Google created the perfect incubator space with Google X and now its ready for this new self driving world. It has the mapping technology, streetview, live traffic and pedestrian data, it even knows what many of us look like. It’s easy to envisage how a Google car could pull alongside and only open for the correct person. It’s also easy to see why other technology companies are trying to get there. It’s the next major disruption and it even threatens many seen as current disrupters like Uber, who have now also moved into this space.

This new interconnected world isn’t coming about as a one off ‘eureka!’ moment of inspiration and innovation, it’s being delivered to us through a steady stream of product launches and software updates. We’re being taken on this journey and it has been planned for a long time.

The question the journalism industry has to ask itself is what journey are we taking the consumer on?

There is no reason why journalism can’t survive and thrive as an industry in this new interconnected world — it is an industry based on something these new technologies need: content and context relevant to the consumer. However to get there it needs to be in a place where it is set up to solve that problem for technology companies. I’ve previously written on what building blocks a media business needs to be ready for this. But those building blocks are only effective if a long term goal is in place and structured innovation, like that at Google X, Apple or Tesla, is driving it.

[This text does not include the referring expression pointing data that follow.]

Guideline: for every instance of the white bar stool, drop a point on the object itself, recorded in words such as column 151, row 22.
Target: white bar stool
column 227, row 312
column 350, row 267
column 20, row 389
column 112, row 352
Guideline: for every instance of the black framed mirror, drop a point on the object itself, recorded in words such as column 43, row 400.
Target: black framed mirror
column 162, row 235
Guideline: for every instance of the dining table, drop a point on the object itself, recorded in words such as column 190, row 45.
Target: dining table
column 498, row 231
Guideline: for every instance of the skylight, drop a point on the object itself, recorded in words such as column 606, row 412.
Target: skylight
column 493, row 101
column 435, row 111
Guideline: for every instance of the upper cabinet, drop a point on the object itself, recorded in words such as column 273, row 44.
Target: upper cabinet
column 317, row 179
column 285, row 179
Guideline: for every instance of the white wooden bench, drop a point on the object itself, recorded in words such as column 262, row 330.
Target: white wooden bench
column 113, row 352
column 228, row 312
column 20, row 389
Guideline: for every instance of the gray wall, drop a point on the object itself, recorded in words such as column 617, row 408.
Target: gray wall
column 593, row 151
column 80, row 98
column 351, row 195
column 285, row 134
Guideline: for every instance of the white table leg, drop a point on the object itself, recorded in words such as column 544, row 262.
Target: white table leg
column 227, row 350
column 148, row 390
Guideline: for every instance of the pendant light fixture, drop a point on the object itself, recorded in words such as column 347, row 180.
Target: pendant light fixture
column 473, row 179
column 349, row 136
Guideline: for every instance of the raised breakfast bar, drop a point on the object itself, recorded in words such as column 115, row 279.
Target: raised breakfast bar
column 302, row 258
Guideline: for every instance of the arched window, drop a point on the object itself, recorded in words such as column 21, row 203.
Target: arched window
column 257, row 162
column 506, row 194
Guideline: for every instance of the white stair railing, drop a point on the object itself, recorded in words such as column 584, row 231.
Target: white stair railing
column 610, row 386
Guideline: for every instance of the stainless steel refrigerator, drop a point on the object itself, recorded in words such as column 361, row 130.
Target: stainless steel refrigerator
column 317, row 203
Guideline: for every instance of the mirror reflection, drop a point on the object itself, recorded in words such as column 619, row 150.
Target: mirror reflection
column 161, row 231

Strategic innovation has been difficult for journalism in the past because, unlike almost any other industry, it has been driven by exceptionally short term goals. The focus has been on daily editorial deadlines driven by the news cycle and advertising sales targets, all of which often designed around historic processes and platforms. This has meant all innovation inevitably had to be short term, to show immediate benefits and was often forced through by individuals in various areas of news organizations who understood the need to reach consumers on new platforms and in new ways. Too often resources have been focused on basic upgrades — wall papering over the cracks, often represented by the industry wide focus on homepage redesign.

As the pace of technological advancement only increases we can no longer continue with this approach. The internet of things and automation will bring with it incredible wide ranging opportunities for publishers to engage with the consumer. Technology companies, such as Facebook and Google with ‘Instant Articles’ and ‘Amp’, have already started to take advantage of this by offering solutions to mobile issues many publishers have neglected. The distribution platforms open to publishers are only going to multiply at ever increasing rate.

The problem newsrooms now have is that the delay in preparing for this new world, coupled with sharp declines in readership of traditional platforms and revenue, has left them in a difficult place. Now more than ever much of the industry is focussed on short term solutions just to stay afloat. Technology companies are currently solving problems for publishers, the publishers who succeed will be able to solve a problem for them — content and context.

This is the great innovation problem we need to solve.

Do we do it together? Do we do it in conjunction with technology companies? Do we go it alone as individual organizations? Do we give our content up and let others innovate for us?

We should probably get a journalism conference innovation panel going on that…

Neal Mann is honorary senior lecturer in journalism at the University of Sheffield. He is currently on a six month secondment working on advertising content strategy at the Wall Street Journal. These are his personal views on the journalism industry.